Norm cannot backpropagate for p<1

Hi I use tensor.norm somewhere in my code which works fine for all values of p (including fractional ones e.g. p=1.5) but runs into problems with p<1. With anomaly detection on, I get this error:


RuntimeError Traceback (most recent call last)
in
11 # ===================backward====================
12 optimizer.zero_grad()
—> 13 loss.backward()
14 optimizer.step()
15 # ===================log========================

c:\users\windows.conda\envs\normnet\lib\site-packages\torch\tensor.py in backward(self, gradient, retain_graph, create_graph)
183 products.
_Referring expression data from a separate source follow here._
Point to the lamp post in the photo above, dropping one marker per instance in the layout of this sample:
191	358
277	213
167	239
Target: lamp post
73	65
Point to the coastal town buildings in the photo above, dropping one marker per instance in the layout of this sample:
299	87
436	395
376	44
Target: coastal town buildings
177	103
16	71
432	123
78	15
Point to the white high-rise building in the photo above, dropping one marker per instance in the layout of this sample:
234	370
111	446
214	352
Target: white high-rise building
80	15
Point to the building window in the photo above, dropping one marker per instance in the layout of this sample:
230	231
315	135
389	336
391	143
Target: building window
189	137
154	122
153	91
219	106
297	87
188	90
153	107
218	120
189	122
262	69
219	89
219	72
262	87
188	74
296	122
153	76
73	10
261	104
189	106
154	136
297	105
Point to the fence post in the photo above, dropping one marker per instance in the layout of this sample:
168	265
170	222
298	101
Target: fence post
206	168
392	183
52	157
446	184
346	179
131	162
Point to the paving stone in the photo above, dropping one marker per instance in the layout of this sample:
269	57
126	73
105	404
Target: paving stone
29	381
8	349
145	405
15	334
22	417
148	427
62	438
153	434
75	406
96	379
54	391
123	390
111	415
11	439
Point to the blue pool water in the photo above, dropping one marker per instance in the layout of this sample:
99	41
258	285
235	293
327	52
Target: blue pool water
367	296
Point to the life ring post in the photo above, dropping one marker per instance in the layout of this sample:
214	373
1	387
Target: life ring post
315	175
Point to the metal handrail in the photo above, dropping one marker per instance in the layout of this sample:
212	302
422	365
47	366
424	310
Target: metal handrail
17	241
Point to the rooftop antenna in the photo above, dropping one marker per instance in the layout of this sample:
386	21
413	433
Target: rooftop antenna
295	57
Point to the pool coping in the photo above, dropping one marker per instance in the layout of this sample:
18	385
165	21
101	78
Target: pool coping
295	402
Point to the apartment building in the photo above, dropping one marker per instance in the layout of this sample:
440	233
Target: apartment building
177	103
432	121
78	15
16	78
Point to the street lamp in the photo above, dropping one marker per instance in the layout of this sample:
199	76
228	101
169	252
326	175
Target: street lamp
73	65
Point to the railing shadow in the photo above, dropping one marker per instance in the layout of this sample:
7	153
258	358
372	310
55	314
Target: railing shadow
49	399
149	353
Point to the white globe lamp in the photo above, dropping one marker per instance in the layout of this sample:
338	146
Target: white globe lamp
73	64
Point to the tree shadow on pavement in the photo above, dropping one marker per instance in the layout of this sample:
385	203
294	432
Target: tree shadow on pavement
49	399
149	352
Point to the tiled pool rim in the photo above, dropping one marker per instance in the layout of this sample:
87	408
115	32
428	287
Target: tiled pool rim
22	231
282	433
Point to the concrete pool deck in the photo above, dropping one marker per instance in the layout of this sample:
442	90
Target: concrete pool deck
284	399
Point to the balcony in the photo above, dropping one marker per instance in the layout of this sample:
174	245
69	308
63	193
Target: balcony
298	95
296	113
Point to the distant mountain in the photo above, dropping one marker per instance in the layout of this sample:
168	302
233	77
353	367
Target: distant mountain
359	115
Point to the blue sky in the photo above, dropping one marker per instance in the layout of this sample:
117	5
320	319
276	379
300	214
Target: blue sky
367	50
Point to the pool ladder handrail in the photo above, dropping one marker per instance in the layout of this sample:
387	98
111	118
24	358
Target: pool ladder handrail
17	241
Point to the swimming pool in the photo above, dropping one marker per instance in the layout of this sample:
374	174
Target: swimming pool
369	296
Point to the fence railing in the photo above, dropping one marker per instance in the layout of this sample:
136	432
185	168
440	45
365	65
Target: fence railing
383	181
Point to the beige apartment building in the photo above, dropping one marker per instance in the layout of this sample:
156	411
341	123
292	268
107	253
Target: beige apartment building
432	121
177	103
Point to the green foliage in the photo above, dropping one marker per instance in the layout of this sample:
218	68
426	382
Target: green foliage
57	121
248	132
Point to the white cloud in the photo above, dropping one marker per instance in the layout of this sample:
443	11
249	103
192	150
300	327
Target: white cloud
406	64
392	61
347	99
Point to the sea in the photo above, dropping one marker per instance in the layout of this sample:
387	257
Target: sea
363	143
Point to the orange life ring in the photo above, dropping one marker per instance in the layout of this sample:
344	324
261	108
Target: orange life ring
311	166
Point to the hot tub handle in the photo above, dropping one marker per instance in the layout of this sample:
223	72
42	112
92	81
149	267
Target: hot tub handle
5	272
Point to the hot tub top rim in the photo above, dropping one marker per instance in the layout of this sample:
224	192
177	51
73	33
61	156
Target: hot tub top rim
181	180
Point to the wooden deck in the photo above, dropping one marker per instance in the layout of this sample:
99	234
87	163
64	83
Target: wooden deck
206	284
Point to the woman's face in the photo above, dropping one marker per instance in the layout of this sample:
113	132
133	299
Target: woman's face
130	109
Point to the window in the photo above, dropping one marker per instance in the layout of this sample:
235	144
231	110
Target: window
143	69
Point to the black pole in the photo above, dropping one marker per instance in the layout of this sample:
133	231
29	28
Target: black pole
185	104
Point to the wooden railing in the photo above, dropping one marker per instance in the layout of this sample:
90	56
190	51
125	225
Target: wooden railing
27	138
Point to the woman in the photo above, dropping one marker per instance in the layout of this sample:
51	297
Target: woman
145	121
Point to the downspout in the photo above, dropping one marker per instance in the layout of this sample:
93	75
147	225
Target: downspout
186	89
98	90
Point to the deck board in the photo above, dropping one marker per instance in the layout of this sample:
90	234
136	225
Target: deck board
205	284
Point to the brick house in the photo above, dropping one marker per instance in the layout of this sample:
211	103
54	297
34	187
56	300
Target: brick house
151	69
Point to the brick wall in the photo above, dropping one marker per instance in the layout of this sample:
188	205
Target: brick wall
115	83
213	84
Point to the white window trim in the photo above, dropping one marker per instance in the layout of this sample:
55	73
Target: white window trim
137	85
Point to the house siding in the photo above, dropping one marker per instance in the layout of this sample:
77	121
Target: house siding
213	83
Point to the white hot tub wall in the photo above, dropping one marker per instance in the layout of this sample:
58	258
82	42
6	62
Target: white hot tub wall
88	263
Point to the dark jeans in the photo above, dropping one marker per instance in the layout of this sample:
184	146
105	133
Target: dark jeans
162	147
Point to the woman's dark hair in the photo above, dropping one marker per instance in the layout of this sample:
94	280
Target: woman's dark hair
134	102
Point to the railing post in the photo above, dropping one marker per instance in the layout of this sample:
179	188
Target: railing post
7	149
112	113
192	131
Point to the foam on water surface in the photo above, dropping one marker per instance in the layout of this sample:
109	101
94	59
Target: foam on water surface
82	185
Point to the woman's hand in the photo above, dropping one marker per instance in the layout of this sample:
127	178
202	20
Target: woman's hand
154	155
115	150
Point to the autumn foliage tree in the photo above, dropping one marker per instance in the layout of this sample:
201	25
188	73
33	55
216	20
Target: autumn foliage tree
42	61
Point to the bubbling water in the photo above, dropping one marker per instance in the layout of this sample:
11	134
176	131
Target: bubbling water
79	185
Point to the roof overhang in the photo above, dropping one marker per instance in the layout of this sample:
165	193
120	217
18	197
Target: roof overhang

Defaults to False.
184 “”"
→ 185 torch.autograd.backward(self, gradient, retain_graph, create_graph)
186
187 def register_hook(self, hook):

c:\users\windows.conda\envs\normnet\lib\site-packages\torch\autograd_init_.py in backward(tensors, grad_tensors, retain_graph, create_graph, grad_variables)
125 Variable._execution_engine.run_backward(
126 tensors, grad_tensors, retain_graph, create_graph,
→ 127 allow_unreachable=True) # allow_unreachable flag
128
129

RuntimeError: Function ‘NormBackward1’ returned nan values in its 0th output.

any idea how to fix this?

Could you check, if the input to torch.norm could be a tensor containing all zeros?